Fire Halts Rail Service, Rough Morning Commute Expected

NEW YORK (AP) -
In this photo provided by Ben Parkin, firefighter battle a fire runder the Metro-North railroad tracks in New York, Tuesday, May 17, 2016. Train service into and out of Grand Central is being delayed due to the fire. (Ben Parkin via AP) MANDATORY CREDIT
Firefighters battle a fire under the Metro-North railroad tracks in New York, Tuesday. (Ben Parkin via AP)

New York City commuters should expect long delays, crowded conditions and limited service Wednesday after a raging fire broke out beneath elevated train tracks in the city, officials said.

The blaze ignited Tuesday evening at a garden center business underneath Metro-North tracks in East Harlem, halting train service and stranding thousands of commuters.

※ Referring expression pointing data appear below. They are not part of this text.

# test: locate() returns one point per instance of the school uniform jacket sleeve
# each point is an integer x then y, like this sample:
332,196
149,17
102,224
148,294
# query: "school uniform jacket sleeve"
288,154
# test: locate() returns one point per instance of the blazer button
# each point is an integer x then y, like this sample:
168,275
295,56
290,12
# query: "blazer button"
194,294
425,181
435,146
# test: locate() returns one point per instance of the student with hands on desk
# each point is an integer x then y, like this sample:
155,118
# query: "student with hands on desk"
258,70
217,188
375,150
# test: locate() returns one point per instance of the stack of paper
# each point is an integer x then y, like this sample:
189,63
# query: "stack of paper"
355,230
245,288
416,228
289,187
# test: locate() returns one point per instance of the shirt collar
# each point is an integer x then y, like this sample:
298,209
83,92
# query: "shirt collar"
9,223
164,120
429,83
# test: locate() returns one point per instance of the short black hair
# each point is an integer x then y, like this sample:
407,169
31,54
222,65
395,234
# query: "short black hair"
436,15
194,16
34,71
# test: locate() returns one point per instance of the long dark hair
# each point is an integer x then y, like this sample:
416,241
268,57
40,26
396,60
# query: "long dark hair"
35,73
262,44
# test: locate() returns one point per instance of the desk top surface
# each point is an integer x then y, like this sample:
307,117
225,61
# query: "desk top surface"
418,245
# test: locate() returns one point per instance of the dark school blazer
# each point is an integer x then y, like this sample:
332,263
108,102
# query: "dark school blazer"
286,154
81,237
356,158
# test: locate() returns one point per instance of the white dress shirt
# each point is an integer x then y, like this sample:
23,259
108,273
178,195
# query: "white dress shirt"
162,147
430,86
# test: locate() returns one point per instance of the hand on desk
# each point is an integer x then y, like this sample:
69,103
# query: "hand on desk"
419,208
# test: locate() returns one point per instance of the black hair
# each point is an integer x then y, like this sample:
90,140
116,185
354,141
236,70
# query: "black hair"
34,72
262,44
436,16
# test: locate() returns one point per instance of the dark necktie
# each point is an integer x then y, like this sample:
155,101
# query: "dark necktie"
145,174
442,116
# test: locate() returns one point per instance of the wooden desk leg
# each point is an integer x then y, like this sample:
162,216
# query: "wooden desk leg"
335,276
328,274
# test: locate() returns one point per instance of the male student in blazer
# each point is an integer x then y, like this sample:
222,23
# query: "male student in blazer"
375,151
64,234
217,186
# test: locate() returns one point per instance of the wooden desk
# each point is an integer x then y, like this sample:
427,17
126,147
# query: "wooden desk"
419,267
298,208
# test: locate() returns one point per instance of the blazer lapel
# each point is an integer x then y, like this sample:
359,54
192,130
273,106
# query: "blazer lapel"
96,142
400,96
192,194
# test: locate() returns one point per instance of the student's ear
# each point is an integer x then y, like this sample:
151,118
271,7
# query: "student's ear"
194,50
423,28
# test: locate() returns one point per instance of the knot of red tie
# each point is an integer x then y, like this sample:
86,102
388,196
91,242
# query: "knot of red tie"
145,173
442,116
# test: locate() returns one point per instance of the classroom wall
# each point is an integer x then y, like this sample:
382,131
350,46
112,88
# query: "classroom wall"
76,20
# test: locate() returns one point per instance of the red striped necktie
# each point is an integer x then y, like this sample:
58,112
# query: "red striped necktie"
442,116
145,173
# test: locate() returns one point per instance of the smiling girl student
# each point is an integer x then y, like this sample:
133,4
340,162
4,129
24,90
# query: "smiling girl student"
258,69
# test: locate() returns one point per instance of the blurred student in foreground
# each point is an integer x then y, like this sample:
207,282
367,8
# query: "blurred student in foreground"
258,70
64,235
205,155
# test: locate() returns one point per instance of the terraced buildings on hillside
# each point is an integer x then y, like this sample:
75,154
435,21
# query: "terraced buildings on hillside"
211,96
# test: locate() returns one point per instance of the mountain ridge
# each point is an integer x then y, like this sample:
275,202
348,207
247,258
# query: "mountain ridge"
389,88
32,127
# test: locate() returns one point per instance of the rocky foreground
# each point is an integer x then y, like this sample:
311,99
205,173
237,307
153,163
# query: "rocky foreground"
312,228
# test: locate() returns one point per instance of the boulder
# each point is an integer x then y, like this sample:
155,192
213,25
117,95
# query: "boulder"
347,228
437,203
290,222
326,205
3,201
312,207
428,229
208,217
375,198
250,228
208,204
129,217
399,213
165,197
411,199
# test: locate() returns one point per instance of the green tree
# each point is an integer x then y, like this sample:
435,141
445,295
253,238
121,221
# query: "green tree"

Metro-North said service into and out of Grand Central Terminal would remain suspended on all three Metro-North lines until further notice.

“Metro-North personnel are working through the night to inspect the structure to determine the extent of the structural damage and make temporary repairs,” the railroad company said in a statement late Tuesday.

Metro-North said it would run a Saturday schedule for the Wednesday morning rush hour with trains stopping in the Bronx so passengers could connect to subway service into Manhattan.

More than 150 firefighters responded to the blaze, which officials said also involved construction debris and several trailers and vehicles, and may have blown off bolts from the tracks.

Gov. Andrew Cuomo visited the scene and detailed the damage, WCBS-TV reported.

“The fire was so hot that they could hear the rivets, the bolts popping,” Cuomo said.

Buildings on both sides of the street were evacuated.

“I opened my window to climb down on my fire escape, and the smoke started getting … heavier,” Antone Rosas told the media station.

One firefighter suffered a minor injury when he slipped, but no civilians were hurt.

Fire officials said crews worked hard to control the fire, which remained under investigation.

“They got in there, they contained the fire to this one area,” said James Leonard, chief of department for the Fire Department of New York. “Hopefully, we contained the damage, and we can get the people back on the railroad.”